Documentandomi molto: ho fatto interminabili chiacchierate con persone che quegli anni li hanno vissuti, ho cercato per ore documenti dell’epoca in varie biblioteche, ho chiesto in prestito fotografie degli anni Quaranta per poterle studiare. L’immaginazione ha fatto il resto.
Quali sono i tuoi principali riferimenti letterari? Ci sono pagine di autori alle quali sei particolarmente affezionata? E se sì, perché?
Penso a Haruki Murakami, Irène Némirovsky, Elizabeth Strout, Kent Haruf, Alice Munro, Marilynne Robinson. Almeno una volta all’anno devo rileggere La luna e i falò e Il diavolo sulle colline di Cesare Pavese. Mi fa impazzire la canzoncina che cantano i bambini in Abbiamo sempre vissuto nel castello di Shirley Jackson:
Merricat, disse Connie, tè e biscotti: presto, vieni.
Fossi matta, sorellina, se ci vengo m’avveleni.Merricat, disse Connie, non è ora di dormire?
In eterno, al cimitero, sottoterra giù a marcire!
Qual è stata la tua reazione quando hai visto per la prima volta il tuo nome tra gli scaffali di una libreria?

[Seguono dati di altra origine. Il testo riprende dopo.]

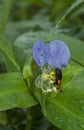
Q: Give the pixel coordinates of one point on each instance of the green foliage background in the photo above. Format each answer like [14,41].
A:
[23,106]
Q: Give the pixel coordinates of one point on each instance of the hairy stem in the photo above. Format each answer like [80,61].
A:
[5,15]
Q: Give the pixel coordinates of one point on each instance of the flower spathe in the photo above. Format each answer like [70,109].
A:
[55,53]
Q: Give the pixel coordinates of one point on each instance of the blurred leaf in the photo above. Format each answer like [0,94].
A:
[37,2]
[66,110]
[14,92]
[7,52]
[26,25]
[67,12]
[26,41]
[13,34]
[5,128]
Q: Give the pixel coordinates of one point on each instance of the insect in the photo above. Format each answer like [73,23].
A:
[58,77]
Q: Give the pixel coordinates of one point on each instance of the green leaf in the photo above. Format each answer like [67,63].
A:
[6,49]
[66,110]
[67,12]
[26,41]
[14,92]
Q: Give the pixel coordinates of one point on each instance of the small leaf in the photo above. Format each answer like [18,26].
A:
[14,92]
[7,54]
[27,40]
[67,12]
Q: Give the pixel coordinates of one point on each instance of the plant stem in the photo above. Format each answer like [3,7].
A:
[5,16]
[29,120]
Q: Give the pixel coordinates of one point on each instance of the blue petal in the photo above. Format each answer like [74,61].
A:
[59,54]
[56,54]
[38,53]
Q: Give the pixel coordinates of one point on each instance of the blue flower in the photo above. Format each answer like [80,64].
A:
[55,53]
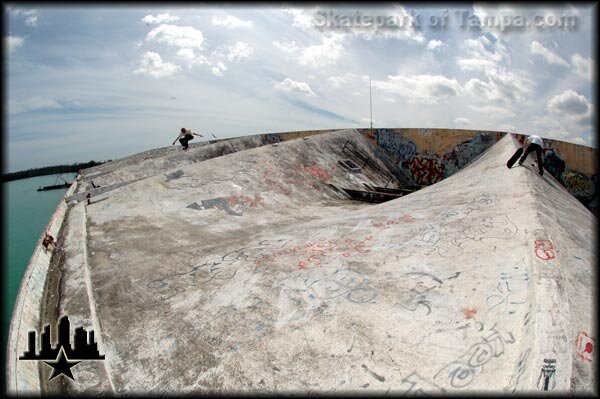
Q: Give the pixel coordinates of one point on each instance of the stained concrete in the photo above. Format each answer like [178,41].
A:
[250,272]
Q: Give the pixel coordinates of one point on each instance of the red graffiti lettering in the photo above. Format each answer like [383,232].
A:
[544,249]
[585,346]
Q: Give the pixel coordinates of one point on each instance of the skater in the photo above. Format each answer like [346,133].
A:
[48,241]
[530,144]
[185,136]
[533,143]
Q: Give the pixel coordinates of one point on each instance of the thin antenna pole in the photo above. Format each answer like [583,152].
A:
[371,103]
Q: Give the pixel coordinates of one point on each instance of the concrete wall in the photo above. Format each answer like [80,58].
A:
[426,156]
[23,376]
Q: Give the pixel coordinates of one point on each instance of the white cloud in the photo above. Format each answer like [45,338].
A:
[153,65]
[286,47]
[584,67]
[339,81]
[548,55]
[433,44]
[462,121]
[475,64]
[428,89]
[34,104]
[327,52]
[239,51]
[231,22]
[303,18]
[31,16]
[159,19]
[176,36]
[571,104]
[502,86]
[494,112]
[291,85]
[14,42]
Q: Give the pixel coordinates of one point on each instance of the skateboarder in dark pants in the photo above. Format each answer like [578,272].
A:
[533,143]
[185,136]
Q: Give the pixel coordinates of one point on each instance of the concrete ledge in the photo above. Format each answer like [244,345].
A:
[22,377]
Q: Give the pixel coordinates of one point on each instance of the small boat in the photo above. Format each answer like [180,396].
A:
[66,184]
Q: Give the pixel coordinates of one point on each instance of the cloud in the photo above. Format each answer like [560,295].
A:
[153,65]
[286,47]
[176,36]
[571,104]
[291,85]
[584,67]
[339,81]
[433,44]
[427,89]
[502,86]
[159,19]
[31,16]
[493,111]
[239,51]
[548,55]
[462,121]
[14,42]
[231,22]
[303,17]
[328,52]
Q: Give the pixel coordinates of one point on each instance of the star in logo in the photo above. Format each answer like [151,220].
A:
[62,365]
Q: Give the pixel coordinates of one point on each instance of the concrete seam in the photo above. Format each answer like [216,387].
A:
[92,302]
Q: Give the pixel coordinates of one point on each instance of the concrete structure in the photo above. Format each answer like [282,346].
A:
[241,265]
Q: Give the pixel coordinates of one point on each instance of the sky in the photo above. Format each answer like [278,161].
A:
[102,82]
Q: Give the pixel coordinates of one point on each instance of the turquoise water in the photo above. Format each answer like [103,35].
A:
[26,215]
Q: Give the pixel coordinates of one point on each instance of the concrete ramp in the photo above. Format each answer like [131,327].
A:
[249,273]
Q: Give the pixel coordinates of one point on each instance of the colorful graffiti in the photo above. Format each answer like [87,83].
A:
[396,143]
[582,187]
[427,168]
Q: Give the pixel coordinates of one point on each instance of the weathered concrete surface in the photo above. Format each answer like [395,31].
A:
[249,272]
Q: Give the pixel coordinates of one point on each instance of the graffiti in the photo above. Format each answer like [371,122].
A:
[235,200]
[462,371]
[425,169]
[228,204]
[585,347]
[521,367]
[282,182]
[271,138]
[378,377]
[483,199]
[396,143]
[419,385]
[511,290]
[325,283]
[578,184]
[386,224]
[421,283]
[546,381]
[425,241]
[322,251]
[175,175]
[554,164]
[219,268]
[318,172]
[544,249]
[469,312]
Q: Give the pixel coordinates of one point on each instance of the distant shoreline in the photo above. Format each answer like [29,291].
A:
[49,170]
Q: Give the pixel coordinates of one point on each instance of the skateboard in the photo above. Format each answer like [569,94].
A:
[514,158]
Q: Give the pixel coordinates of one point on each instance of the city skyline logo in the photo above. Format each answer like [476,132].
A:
[63,356]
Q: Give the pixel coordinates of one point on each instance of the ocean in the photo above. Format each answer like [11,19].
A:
[26,214]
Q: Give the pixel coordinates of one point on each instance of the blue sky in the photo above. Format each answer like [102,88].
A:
[86,82]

Ti troveremo in giro per l’Italia a presentare Volo di paglia?
Mi sono messa a ridere che non la finivo più. E non riuscivo a parlare. La libraia mi ha chiesto quale fosse la mia canzone preferita così la metteva su per coronare il momento e io d’impulso ho detto I need my girl dei The National. Classica canzone per festeggiare: dopo le prime tre note avevo smesso di ridere. Credo che mi aspettino mesi impegnativi, sono stata invitata in varie città a presentare Volo di paglia e farò del mio meglio, anche se parlare in pubblico mi mette ancora parecchia ansia.